Hoje, também temos muito mais crianças na escola do que naquela época. Esses números são verdadeiramente espantosos: naquele então, apenas 67% das crianças de 7 a 14 anos frequentavam a escola; em 2015 já alcançávamos 98,5%. No ensino médio o cenário era ainda pior: menos da metade dos adolescentes estavam matriculados em 1970, auge da ditadura militar.

Fonte: IBGE

Essa grande taxa de alunos fora da escola pode ter sido, em grande parte, culpa do modelo existente na época. Isto porque, ainda hoje, as escolas militarizadas sofrem com o esvaziamento. No Distrito Federal, a coordenadora do Comitê DF da Campanha Nacional pelo Direito à Educação, Catarina Santos, aponta que 50% dos alunos das escolas militarizadas foram expulsos ou abandonaram os estudos. De acordo com Catarina, nesse grupo de excluídos, negros são maioria.

Qual a solução?

Demonstramos aqui que as escolas militarizadas não são tão boas quanto o governo pretende vender. A partir disso, surge o questionamento: como melhorar, então, o panorama da educação no Brasil?

A resposta é complexa e perpassa por uma série de fatores a serem observados pelo Poder Público e pela sociedade civil. Porém, já é possível se espelhar em diversas experiências exitosas que alinharam boa disponibilidade de recursos, gestão democrática e inteligente, capacitação de professores e escuta atenta das demandas estudantis.

De nada adianta fornecer uma escola que se resuma em quatro paredes onde o estudante, passivamente, recebe informações descontextualizadas e que a ele nada interessam, repassadas por um professor desmotivado e a quem falta qualificação. A boa escola deve ser atrativa o suficiente para que o aluno ali permaneça não porque a mãe ou o pai mandaram, mas porque para ele, o espaço é efetivamente interessante e desafiador.

Eu mesma posso, felizmente, atestar o sucesso da receita utilizada pelas escolas federais. Oriunda de uma escola pública municipal, onde os professores eram altamente esforçados, mas dispunham de poucos recursos para um número grande de alunos, comecei a estudar no Colégio Pedro II aos 14 anos.

No primeiro momento, foi um choque. Parecia fora da realidade de tudo que eu havia visto até então.

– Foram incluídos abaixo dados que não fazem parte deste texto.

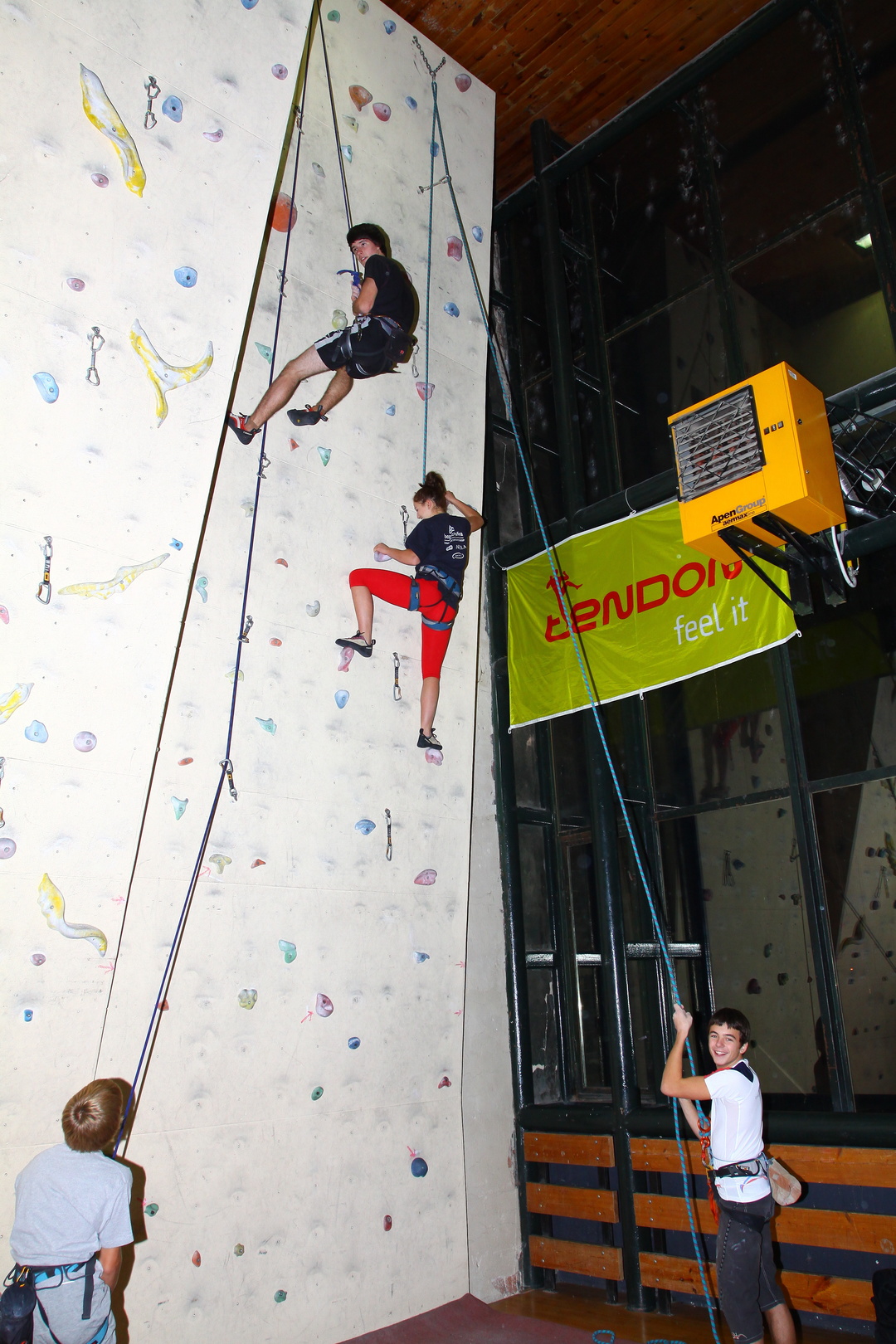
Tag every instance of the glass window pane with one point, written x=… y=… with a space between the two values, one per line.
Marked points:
x=657 y=368
x=536 y=921
x=856 y=830
x=778 y=134
x=716 y=735
x=543 y=1035
x=816 y=301
x=759 y=949
x=648 y=217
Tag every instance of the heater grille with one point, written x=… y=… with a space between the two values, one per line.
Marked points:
x=718 y=444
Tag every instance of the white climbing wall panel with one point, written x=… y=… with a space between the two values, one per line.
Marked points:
x=238 y=1146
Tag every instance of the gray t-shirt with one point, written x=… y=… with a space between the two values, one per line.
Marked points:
x=71 y=1205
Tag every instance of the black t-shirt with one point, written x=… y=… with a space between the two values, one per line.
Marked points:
x=394 y=293
x=441 y=541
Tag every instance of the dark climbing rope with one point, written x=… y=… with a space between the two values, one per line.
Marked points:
x=245 y=624
x=594 y=699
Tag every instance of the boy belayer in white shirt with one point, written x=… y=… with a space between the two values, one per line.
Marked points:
x=744 y=1265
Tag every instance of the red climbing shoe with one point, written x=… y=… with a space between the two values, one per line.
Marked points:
x=358 y=643
x=238 y=425
x=310 y=416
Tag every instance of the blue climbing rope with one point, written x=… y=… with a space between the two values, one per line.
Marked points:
x=245 y=626
x=594 y=700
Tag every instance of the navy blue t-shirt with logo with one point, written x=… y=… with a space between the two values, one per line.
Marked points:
x=441 y=541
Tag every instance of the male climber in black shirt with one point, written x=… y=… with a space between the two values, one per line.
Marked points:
x=377 y=340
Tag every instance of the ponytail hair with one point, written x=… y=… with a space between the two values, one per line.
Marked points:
x=433 y=488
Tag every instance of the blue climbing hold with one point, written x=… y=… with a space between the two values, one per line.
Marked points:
x=47 y=386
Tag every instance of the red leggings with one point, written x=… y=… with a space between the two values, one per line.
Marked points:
x=397 y=590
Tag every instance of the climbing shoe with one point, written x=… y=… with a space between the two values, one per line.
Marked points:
x=358 y=643
x=310 y=416
x=238 y=425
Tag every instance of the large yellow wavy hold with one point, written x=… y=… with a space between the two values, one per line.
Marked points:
x=100 y=110
x=52 y=908
x=162 y=375
x=121 y=580
x=19 y=694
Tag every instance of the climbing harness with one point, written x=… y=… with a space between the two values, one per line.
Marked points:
x=45 y=587
x=594 y=702
x=95 y=342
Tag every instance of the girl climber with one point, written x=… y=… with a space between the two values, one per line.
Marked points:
x=438 y=550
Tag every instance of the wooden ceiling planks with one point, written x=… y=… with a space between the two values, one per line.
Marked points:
x=577 y=66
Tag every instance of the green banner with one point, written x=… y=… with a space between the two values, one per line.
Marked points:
x=649 y=611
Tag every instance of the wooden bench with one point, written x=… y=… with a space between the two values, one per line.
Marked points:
x=871 y=1233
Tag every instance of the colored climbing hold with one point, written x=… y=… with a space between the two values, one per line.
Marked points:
x=47 y=387
x=285 y=214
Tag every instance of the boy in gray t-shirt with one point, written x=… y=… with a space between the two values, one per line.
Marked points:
x=71 y=1205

Nós estudávamos de segunda a sábado. Meu turno era de 12h até 18h, mas me recordo que tínhamos tantas atividades extracurriculares que a maioria de nós – sem sermos obrigados a isso – chegava mais cedo e saía mais tarde. A escola ocupava uma quadra praticamente inteira de Realengo, e dispunha dos mais variados laboratórios, salas climatizadas (inclusive para a prática de esportes), quadras poliesportivas, piscina, teatro… Era tanta coisa que eu saí do colégio sem utilizar todos os espaços.

As matérias regulares nos exigiam bastante, e, por essa razão, nós mesmos, os alunos, organizávamos monitorias nas quais reforçávamos os conteúdos coletivamente. Foi graças a esse programa de monitoria, inclusive, que eu pude participar de um programa da Embaixada Americana que abriu meus horizontes.

O resultado disso? Além das meninas que tentavam Medicina, não consigo me recordar de ninguém da minha turma que não tenha passado para uma Universidade de qualidade. As três meninas que tentavam Medicina conseguiram na segunda tentativa. O melhor de tudo: todos nós continuamos nos falando quase que diariamente, e parece que vai ser assim pro resto da vida.

Isso tudo, sem hierarquização, militarização ou disciplina. Mas com dedicação, atenção integral e muito, muito trabalho.